Both equations have the variables \(x\) and \(y\). The goal is to find values for these variables that make both equations true simultaneously. Solving systems of equations is a fundamental part of algebra, and understanding how to manipulate these equations helps in tackling more complex mathematical problems. The addition method, sometimes called the elimination method, is particularly useful when the coefficients of one of the variables in both equations are equal and opposite. This allows for a straightforward elimination of one variable when the equations are added together.

Quadratic equations are equations of the form \( ax^2 + bx + c = 0 \), where \(a\), \(b\), and \(c\) are constants. These are called quadratic because they contain terms up to the second degree, or squared terms. In this example, our equations contain quadratic terms:

• \(4x^2\) is present in both equations.
• \( - y^2 \) and \( + y^2 \) respectively in each equation.
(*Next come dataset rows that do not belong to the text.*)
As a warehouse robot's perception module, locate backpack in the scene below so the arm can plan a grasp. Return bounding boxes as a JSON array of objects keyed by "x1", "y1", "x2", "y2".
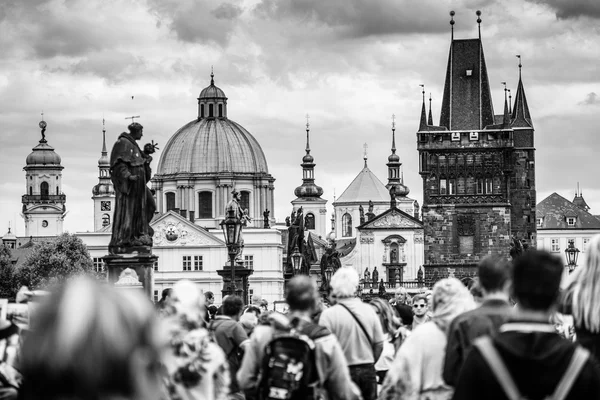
[
  {"x1": 258, "y1": 316, "x2": 329, "y2": 400},
  {"x1": 475, "y1": 336, "x2": 590, "y2": 400}
]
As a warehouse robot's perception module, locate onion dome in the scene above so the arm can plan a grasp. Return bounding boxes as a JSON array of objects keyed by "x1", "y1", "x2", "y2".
[
  {"x1": 25, "y1": 121, "x2": 62, "y2": 168},
  {"x1": 294, "y1": 122, "x2": 323, "y2": 199}
]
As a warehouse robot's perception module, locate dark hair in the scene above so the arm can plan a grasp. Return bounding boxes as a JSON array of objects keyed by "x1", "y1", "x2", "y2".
[
  {"x1": 477, "y1": 256, "x2": 510, "y2": 292},
  {"x1": 221, "y1": 295, "x2": 244, "y2": 317},
  {"x1": 513, "y1": 250, "x2": 564, "y2": 311},
  {"x1": 161, "y1": 288, "x2": 173, "y2": 300},
  {"x1": 285, "y1": 275, "x2": 317, "y2": 311}
]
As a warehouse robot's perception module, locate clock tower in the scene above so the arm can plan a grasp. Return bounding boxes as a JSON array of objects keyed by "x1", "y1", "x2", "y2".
[
  {"x1": 21, "y1": 120, "x2": 67, "y2": 237},
  {"x1": 92, "y1": 120, "x2": 115, "y2": 232}
]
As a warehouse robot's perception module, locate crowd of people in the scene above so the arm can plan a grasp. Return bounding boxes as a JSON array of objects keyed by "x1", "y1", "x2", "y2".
[{"x1": 0, "y1": 235, "x2": 600, "y2": 400}]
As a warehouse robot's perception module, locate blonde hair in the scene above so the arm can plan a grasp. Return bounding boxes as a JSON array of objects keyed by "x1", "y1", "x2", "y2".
[
  {"x1": 22, "y1": 278, "x2": 160, "y2": 399},
  {"x1": 573, "y1": 235, "x2": 600, "y2": 333},
  {"x1": 330, "y1": 267, "x2": 359, "y2": 299}
]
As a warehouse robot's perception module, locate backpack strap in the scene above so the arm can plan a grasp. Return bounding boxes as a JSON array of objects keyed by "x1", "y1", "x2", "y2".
[
  {"x1": 552, "y1": 346, "x2": 590, "y2": 400},
  {"x1": 475, "y1": 336, "x2": 522, "y2": 400},
  {"x1": 338, "y1": 303, "x2": 370, "y2": 348}
]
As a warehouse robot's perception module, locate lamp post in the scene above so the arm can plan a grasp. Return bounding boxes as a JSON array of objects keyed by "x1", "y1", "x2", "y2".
[
  {"x1": 565, "y1": 240, "x2": 579, "y2": 274},
  {"x1": 221, "y1": 209, "x2": 242, "y2": 294},
  {"x1": 291, "y1": 246, "x2": 302, "y2": 275}
]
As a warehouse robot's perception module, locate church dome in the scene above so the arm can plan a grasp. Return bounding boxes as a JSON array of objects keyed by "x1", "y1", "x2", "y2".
[
  {"x1": 198, "y1": 73, "x2": 227, "y2": 100},
  {"x1": 157, "y1": 118, "x2": 269, "y2": 175},
  {"x1": 25, "y1": 139, "x2": 61, "y2": 166}
]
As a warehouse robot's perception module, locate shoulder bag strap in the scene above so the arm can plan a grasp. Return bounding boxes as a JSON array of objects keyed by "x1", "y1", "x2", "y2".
[
  {"x1": 552, "y1": 347, "x2": 590, "y2": 400},
  {"x1": 475, "y1": 336, "x2": 522, "y2": 400},
  {"x1": 338, "y1": 303, "x2": 373, "y2": 347}
]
Quadratic equations often have two solutions because squaring a number can produce the same result for both a positive and a negative root, like in the case of \(x^2 = 1\) leading to \(x = \pm 1\). Understanding and solving quadratic equations is a key skill because they appear frequently in various applications, from physics to finance.

The addition method for solving a system of equations involves adding two equations to eliminate one of the variables. In the given exercise, since both equations have \(4x^2\), adding them directly cancels out the \(y^2\) terms:

• Add \(4x^2 - y^2\) with \(4x^2 + y^2\) resulting in \(8x^2 = 8\).
• From here, solve for \(x^2\) by dividing both sides by 8 to get \(x^2 = 1\).
• Take the square root to find \(x = \pm1\).

Once \(x\) is found, substitute these values back into one of the original equations to solve for \(y\). This approach is an elegant and systematic way to find solutions, highlighting the power of algebraic manipulation in simplifying and solving systems of equations.